Прибегнуть к коронному суду против этой пары, за неимением средств, я не могу. От суда третейского они отказались. Драться я не умею. Что же мне остается, как не эти страницы моего покаяния в делах содеянных и моего возмущения перед приписанными мне делами несодеянными?!
Письма ко мне бывшего председателя Петроградского окружного суда г[осподина] Рейнбота
1)
23/IX 1921 г. Вена.
«Милостивый государь Иосиф Иосифович, считаю своим приятным и нравственным долгом сообщить вам, что у меня в памяти твердо сохранилось воспоминание о той несправедливости, которая была допущена в отношении Вас возбуждением обвинения в каком-то чуть ли не шпионаже. Как бывший председатель Петроградского окружного суда, я знал от судебного следователя Гудвиловича о том, что возбуждение преследования было основано на лживом доносе, которому дали ход только под влиянием страстей бушевавшей политики, пытавшейся ворваться даже в храм правосудия. Однако попытка не удалась. Едва дело было перенесено через порог суда, как вся лживость обвинения ярко всплыла на поверхность и предварительное следствие следователя по важнейшим делам Петрогр[адского] окружного] суда было направлено к прекращению за отсутствием события преступления. Все это было в 1917 г. после революции. Пишу Вам об этом своем воспоминании, потому что случайно узнал здесь о том, будто Вы интересуетесь, нет ли среди беженцев из России лица судебного ведомства, которое бы знало что-либо о Вашем деле. Как видите, лицо такое нашлось и лицо, я полагаю, достаточно авторитетное. Пользуюсь случаем выразить Вам свое искреннее уважение, которое питал и раньше к Вам, как к блестящему публицисту. Готовый к услугам В. Рейнбот».
2)
12 октября 1932 г. Париж.
«Глубокоуважаемый Иосиф Иосифович,
Ваше желание исполнил: ознакомился с фельетонами «Последних новостей» и заметкой в «Journal». Прежде всего, выражаю чувство сожаления, чтобы не выразиться резче, по поводу того, что Ваше имя вновь позорится в зарубежной печати и в печати иностранной. Вновь повторяется несправедливое и ошибочное обвинение Вас в тягчайшем преступлении. Повторяется обвинение, опровергнутое 4-х месячным предварительным следствием, произведенным судебно-следственными органами, и прекращенное судебными учреждениями. Приводятся будто бы факты бесспорные, с умолчанием, что факты обратились в мифы и измышления при прикосновении вдумчивого, осторожного судебного деятеля, следователя Гудвиловича.
Видя повторение несправедливого навета, мне захотелось что-либо добавить к тому, что написал Вам, кажется, лет 10 тому назад. Почему дело Ваше возникло, минуя прокуроров Судебной палаты и суда (как это установлено законом), мне неизвестно. О существе предъявленного Вам обвинения по 108 ст[атье] Уголовного] уложения я узнал от судебного следователя Гудвиловича, пришедшего ко мне за советом или, вернее, за моральной поддержкой в его решении направить дело Ваше с заключительным постановлением, редким в следственной практике, содержащим окончательный вывод следователя, что в деянии привлеченного обвиняемого нет состава преступления, и самое событие такового не только не доказано, но полностью опровергнуто.Мы совместно со следователем Гудвиловичем по его докладу обсудили все данные дела, и тогда я всецело присоединился к мнению следователя, причем тогда же было нами намечено, что, перед решительным действием, следователь произведет еще два-три допроса, закрепляющие еще тверже сделанный уже вывод. Спустя недели четыре я узнал от Гудвиловича, что прокурорский надзор согласился с его выводами и дальнейшее уголовное преследование Вас судебными учреждениями прекращено.
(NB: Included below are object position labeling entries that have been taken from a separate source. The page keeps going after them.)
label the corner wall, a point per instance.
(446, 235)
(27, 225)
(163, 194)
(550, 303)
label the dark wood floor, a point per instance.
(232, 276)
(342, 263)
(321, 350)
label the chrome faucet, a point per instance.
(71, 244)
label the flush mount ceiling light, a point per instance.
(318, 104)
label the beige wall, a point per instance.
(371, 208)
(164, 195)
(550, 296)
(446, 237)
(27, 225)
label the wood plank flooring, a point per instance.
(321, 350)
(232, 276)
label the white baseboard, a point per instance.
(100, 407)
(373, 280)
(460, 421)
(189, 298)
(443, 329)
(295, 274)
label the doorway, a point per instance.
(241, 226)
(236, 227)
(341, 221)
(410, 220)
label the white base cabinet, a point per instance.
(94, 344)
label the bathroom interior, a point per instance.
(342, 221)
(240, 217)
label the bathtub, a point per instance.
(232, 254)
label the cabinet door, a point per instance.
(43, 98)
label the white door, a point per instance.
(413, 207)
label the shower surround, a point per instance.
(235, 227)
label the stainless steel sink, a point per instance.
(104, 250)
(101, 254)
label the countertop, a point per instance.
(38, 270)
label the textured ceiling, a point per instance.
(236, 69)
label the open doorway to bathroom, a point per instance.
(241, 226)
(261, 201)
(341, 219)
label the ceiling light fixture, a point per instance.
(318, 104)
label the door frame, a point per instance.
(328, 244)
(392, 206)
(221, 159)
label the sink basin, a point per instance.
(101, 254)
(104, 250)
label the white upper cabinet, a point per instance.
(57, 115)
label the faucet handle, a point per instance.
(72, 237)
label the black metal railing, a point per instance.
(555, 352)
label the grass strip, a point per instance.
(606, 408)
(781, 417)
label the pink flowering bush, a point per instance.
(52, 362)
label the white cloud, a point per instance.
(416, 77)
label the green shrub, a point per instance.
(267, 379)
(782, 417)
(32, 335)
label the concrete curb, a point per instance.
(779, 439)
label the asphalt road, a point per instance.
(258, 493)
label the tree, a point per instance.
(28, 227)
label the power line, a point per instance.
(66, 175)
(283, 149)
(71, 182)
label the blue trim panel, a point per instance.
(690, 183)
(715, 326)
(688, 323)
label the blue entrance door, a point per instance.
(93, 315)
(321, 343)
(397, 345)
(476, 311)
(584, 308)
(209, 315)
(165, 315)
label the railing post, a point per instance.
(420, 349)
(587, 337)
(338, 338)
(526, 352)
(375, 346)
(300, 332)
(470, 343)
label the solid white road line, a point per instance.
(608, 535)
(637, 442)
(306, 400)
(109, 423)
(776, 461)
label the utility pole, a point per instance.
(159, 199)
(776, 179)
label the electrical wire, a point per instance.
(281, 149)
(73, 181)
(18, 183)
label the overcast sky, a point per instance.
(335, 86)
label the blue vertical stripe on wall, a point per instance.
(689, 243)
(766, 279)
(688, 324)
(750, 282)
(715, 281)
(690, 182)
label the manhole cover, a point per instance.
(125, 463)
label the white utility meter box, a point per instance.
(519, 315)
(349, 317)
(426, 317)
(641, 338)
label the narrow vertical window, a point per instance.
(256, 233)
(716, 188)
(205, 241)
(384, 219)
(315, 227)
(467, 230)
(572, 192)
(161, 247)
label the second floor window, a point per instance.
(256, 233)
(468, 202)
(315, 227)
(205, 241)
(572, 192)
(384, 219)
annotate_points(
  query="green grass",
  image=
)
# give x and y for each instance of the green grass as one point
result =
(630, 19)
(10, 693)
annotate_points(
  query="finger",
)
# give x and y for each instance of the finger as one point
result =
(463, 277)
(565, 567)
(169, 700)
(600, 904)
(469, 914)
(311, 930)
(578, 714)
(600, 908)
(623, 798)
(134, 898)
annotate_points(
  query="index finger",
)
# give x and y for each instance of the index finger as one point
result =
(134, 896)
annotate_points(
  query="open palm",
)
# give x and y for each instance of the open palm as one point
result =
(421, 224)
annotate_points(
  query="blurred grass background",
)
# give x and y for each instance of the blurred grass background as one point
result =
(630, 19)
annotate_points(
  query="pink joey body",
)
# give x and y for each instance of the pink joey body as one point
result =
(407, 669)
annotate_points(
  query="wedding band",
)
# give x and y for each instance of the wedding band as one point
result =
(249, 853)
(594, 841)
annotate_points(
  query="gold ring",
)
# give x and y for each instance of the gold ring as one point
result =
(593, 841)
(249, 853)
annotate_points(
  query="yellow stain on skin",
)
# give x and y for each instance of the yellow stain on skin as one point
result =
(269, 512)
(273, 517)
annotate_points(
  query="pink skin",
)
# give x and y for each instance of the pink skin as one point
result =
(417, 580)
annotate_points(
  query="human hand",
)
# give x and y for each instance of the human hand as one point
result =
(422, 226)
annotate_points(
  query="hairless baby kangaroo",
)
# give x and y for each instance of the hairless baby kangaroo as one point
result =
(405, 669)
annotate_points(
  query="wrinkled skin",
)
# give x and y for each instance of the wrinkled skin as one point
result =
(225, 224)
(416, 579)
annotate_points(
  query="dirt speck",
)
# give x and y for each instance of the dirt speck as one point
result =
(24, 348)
Обращаясь ко мне за поддержкой, судебный следователь объяснил мне это обращение тем, что ему приходится испытывать в данном деле совершенно неведомое ему раньше обвинительное давлениеМинистерства юстиции, которое, в свою очередь, испытывает нажимСовета солдатских и рабочих депутатов.
Стоявший во главе контрразведки Никитин (автор статей в «Последних] новостях») считает неопровержимым только материал, полученный негласным путем от подчиненных ему органов, а я, старый судья, признаю бесспорным тот материал, который собран с необходимыми гарантиями уставов Александра II, неподчиненными и независимыми судебными следователями. По роду своей службы, охранник считает свои выводы решительными, отклоняя всякие возражения обвиняемых; я же, судебный деятель, менее решителен, я считаюсь с возражениями обвиняемых и признаю свои выводы, обвинительные, как и оправдательные, только тогда верными, когда они закреплены судебным определением. Вот в чем мое разногласие с бывшим начальником охраны, г[осподином] Никитиным, и в нашем разногласии русское законодательство всецело на моей стороне.